Dodger contained his excitement, and watched the armored warrior and bursting firework trademark of Sentry/Sensational Pictures. The gigantic figure went from attention to a position of challenge, his huge weapon held out before him at port arms. But soon he was fading into the distance, replaced by a circle and golden sunburst saying TOHO and a word he couldn't read. A horse with wings charged the tramcar and leaped over it. Dodger looked, but the Pegasus never landed on the other side. A gargantuan rooster flapped its rust-colored wings and ruffled its neck. A dozen multicolored flags snapped in a nonexistent breeze under the towering legend FILMWERKS.

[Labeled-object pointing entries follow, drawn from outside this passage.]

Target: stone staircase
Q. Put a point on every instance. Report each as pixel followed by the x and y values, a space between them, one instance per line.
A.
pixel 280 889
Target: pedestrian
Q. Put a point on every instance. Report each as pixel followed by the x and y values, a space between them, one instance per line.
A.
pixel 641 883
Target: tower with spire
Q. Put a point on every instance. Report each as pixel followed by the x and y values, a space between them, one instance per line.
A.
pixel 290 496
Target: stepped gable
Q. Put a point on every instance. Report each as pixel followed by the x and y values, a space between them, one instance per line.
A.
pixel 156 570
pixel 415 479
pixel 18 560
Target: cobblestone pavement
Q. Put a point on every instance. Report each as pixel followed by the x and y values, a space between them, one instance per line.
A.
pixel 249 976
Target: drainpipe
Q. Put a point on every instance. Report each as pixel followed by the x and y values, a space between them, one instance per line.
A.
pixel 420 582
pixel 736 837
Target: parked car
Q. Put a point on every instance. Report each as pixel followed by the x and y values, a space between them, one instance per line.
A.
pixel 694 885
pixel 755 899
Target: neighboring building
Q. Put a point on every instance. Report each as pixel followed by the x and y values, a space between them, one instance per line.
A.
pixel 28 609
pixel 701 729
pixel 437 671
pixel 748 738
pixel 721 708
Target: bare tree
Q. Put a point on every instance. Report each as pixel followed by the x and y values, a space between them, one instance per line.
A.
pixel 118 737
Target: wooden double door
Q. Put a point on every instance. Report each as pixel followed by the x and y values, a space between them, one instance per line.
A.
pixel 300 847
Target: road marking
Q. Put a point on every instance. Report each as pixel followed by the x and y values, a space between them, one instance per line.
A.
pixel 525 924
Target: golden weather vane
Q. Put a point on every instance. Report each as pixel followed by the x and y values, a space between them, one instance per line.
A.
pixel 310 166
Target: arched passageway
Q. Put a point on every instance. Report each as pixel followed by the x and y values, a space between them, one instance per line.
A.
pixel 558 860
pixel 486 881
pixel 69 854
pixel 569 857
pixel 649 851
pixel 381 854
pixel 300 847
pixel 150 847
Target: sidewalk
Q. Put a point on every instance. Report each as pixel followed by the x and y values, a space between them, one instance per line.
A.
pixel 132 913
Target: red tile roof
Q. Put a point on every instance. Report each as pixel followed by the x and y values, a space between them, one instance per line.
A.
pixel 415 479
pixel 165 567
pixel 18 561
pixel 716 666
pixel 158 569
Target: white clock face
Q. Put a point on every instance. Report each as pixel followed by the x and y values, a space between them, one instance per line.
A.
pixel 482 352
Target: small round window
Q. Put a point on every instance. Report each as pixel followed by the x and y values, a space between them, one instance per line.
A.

Dodger wished he could fly over this wonderful plain. Recently Father had him memorize the script for Swift!, and he supposed it must look as if a child of Brobdingnag had upended his toy chest and then abandoned his mammoth fripperies out here in the wilderness. Actually, from above he would have seen nothing at all. It cost more to project a holo in all directions, and the designers of the Route of the Stars understood a principle known since the days of D. W. Griffith: make sure your budget gets on the screen. The Hyginus route was the electronic equivalent of dusty old western streets walked by William S. Hart, Tom Mix, and Roy Rogers: false fronts propped up with two-by-fours.
They were just getting into the part of the route devoted to scenes from classic movies when the train pulled into the first Vaporum station. Dodger didn't really want to get off, but when Father took his hand he stood and followed him off the car.
They went down a slideway with a curved, transparent roof, right between the hairy legs of a giant gorilla chained to a big wooden cross. The beast followed them with his eyes, and father and son both looked up as they walked under him.
"Let's hope he doesn't have an upset tummy," John Valentine said, and his son collapsed in helpless giggles.
John Valentine led his son to a wide sofa in a big, nondescript waiting area outside the casting offices of Sentry/Sensational studios. There were many other couches, mostly filled with people. He sat him down, and then squatted in front of him.